La fin de l’illusion… Le Hezbollah a-t-il entamé son déclin ? Écrit par le Dr Gilbert Moujabber

La fin de l’illusion… Le Hezbollah a-t-il entamé son déclin ?
Écrit par le Dr Gilbert Moujabber
Les funérailles massives qui ont eu lieu à Beyrouth n’étaient pas seulement un adieu à une direction disparue, mais bien une tentative de préserver l’image d’une puissance qui s’effrite, d’abord de l’intérieur, puis de l’extérieur. À première vue, la scène était marquée par des slogans et des chants, comme à chaque fois que le parti se retrouve en difficulté. Mais, en filigrane, un message implicite transparaissait : le statu quo n’est plus tenable, et l’avenir s’annonce comme une épreuve inévitable.
Aujourd’hui, après des décennies à imposer ses propres règles par la force, le Hezbollah se retrouve à un tournant décisif. L’arme qui lui servait jadis d’outil de domination devient désormais un fardeau. La réalité qu’il avait su manipuler commence à se retourner contre lui, imposant des transformations imprévisibles qui pourraient le contraindre à des choix auxquels il n’était pas préparé.
Un étalage de puissance… ou un aveu de faiblesse ?
Le Hezbollah a toujours su exploiter les moments de crise pour orchestrer des démonstrations de force. Mais ces foules massées dans les rues reflètent-elles un soutien populaire réel, ou sont-elles le fruit d’un contrôle social exercé par l’intimidation et la pression ?
Dans un État démocratique, la légitimité ne repose pas sur le nombre de manifestants, mais sur l’adhésion libre et consciente d’un peuple à ses institutions. Or, quelles que soient l’ampleur et la ferveur de ces rassemblements, elles ne changeront rien à la réalité d’un Liban en faillite, où le peuple, épuisé par la crise économique, n’accorde plus de crédit aux discours guerriers d’un parti qui prétend défendre la nation alors qu’il la maintient sous son joug.

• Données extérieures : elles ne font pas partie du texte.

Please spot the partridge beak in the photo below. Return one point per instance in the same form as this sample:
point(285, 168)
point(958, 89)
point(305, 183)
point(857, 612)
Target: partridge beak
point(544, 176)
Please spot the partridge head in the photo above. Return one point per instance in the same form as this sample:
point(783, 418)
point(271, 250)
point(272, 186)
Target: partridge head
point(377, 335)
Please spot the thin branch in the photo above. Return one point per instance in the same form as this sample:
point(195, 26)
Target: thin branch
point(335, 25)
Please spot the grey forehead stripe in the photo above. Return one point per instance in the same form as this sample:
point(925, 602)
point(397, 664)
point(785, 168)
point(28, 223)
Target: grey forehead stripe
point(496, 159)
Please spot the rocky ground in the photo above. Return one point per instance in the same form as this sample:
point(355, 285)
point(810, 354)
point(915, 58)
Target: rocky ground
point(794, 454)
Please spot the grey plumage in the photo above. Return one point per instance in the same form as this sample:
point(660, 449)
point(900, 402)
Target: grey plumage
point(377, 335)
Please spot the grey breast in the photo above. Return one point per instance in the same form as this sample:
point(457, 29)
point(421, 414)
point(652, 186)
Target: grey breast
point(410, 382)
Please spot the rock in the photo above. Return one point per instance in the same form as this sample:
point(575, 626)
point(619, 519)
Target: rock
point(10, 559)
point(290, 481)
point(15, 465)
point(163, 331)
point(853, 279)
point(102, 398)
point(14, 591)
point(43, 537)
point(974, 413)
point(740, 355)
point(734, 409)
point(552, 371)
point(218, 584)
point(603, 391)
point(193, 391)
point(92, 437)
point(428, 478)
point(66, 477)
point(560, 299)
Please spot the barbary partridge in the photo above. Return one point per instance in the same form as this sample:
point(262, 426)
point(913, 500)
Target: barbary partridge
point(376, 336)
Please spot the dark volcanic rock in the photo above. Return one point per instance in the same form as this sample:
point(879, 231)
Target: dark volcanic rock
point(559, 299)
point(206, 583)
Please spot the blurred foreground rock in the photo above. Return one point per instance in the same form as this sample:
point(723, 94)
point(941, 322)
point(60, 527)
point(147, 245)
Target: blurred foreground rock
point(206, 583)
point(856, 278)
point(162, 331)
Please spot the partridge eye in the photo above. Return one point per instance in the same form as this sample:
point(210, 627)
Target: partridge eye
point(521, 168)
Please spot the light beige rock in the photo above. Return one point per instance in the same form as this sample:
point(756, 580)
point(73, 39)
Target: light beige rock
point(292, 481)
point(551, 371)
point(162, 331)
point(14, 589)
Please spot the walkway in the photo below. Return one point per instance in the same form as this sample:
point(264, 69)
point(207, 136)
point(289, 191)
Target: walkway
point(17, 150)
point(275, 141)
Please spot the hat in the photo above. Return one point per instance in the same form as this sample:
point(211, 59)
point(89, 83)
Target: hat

Les slogans ne nourrissent plus personne. Les Libanais ne sont plus dupes : la “résistance” dont le Hezbollah se réclame ne vise plus à protéger le pays, mais à préserver son emprise sur l’État, quitte à en accélérer la déliquescence.
Une nouvelle direction face à son plus grand défi
Le départ d’un dirigeant charismatique laisse toujours un vide, mais dans le cas du Hezbollah, le problème dépasse largement la question de la succession. Ce qui change aujourd’hui, ce ne sont pas seulement les hommes, mais le contexte lui-même.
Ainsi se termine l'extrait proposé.